Popular ad-blocker AdGuard has forcibly reset all of its users’ passwords after it detected hackers trying to break into accounts.
The company said it “detected continuous attempts to login to AdGuard accounts from suspicious IP addresses which belong to various servers across the globe,” in what appeared to be a credential stuffing attack. That’s when hackers take lists of stolen usernames and passwords and try them on other sites.
AdGuard said that the hacking attempts were slowed thanks to rate limiting — preventing the attackers from trying too many passwords in one go. But, the effort was “not enough” when the attackers know the passwords, a blog post said.
“As a precautionary measure, we have reset passwords to all AdGuard accounts,” said Andrey Meshkov, AdGuard’s co-founder and chief technology officer.
AdGuard has about five million users worldwide, and is one of the most prominent ad-blockers available.
Although the company said that some accounts were improperly accessed, there wasn’t a direct breach of its systems. It’s not known how many accounts were affected. Meshkov told TechCrunch in an email that the number of affected accounts was likely in the low hundreds.
It’s not clear why attackers targeted AdGuard users, but the company’s response was swift and effective.

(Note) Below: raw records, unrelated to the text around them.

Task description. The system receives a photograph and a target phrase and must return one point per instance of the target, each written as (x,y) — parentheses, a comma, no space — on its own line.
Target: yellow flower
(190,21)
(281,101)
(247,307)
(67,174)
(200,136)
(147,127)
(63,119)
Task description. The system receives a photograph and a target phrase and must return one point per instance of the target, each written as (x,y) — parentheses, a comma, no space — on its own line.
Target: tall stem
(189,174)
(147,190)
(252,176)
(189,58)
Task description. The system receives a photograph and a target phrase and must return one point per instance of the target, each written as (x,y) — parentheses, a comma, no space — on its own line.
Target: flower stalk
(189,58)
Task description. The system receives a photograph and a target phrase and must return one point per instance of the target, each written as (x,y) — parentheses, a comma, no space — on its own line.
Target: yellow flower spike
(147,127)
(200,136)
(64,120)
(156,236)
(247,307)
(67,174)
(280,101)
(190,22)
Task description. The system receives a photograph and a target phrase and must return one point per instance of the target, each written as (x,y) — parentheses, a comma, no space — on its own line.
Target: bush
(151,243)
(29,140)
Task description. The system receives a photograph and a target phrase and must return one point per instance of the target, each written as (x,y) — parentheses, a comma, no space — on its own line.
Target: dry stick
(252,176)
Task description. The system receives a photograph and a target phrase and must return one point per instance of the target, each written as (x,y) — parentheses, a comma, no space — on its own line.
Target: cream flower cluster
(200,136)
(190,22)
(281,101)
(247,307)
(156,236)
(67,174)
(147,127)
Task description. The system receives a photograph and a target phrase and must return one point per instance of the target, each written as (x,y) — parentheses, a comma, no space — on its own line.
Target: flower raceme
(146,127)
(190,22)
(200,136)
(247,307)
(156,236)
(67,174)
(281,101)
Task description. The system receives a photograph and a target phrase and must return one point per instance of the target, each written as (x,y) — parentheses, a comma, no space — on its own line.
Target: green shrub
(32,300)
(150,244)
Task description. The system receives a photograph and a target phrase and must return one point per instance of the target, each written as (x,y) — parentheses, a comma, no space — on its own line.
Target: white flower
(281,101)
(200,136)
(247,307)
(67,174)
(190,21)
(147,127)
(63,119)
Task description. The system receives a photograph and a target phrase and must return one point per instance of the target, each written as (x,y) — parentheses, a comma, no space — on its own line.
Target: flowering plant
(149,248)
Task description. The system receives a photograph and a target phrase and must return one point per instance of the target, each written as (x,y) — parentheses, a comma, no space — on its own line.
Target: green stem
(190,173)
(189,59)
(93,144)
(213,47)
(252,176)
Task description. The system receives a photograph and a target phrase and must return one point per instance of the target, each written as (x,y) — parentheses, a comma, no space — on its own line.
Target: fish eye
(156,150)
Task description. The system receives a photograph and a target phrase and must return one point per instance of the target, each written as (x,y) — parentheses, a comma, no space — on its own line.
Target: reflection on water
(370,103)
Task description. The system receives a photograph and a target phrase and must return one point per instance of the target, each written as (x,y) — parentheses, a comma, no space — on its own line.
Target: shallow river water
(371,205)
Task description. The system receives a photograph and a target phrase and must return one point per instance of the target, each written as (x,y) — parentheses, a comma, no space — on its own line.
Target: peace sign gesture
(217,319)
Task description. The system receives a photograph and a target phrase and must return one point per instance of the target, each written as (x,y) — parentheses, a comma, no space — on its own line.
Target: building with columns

The company said it now has set stricter password requirements, and connects to Have I Been Pwned, a breach notification database set up by security expert Troy Hunt, to warn users away from previously breached passwords. Hunt’s database is trusted by both the UK and Australian governments, and integrates with several other password managers and identity solutions.
AdGuard also said that it will implement two-factor authentication — a far stronger protection against credential stuffing attacks — but that it’s a “next step” as it “physically can’t implement it in one day.”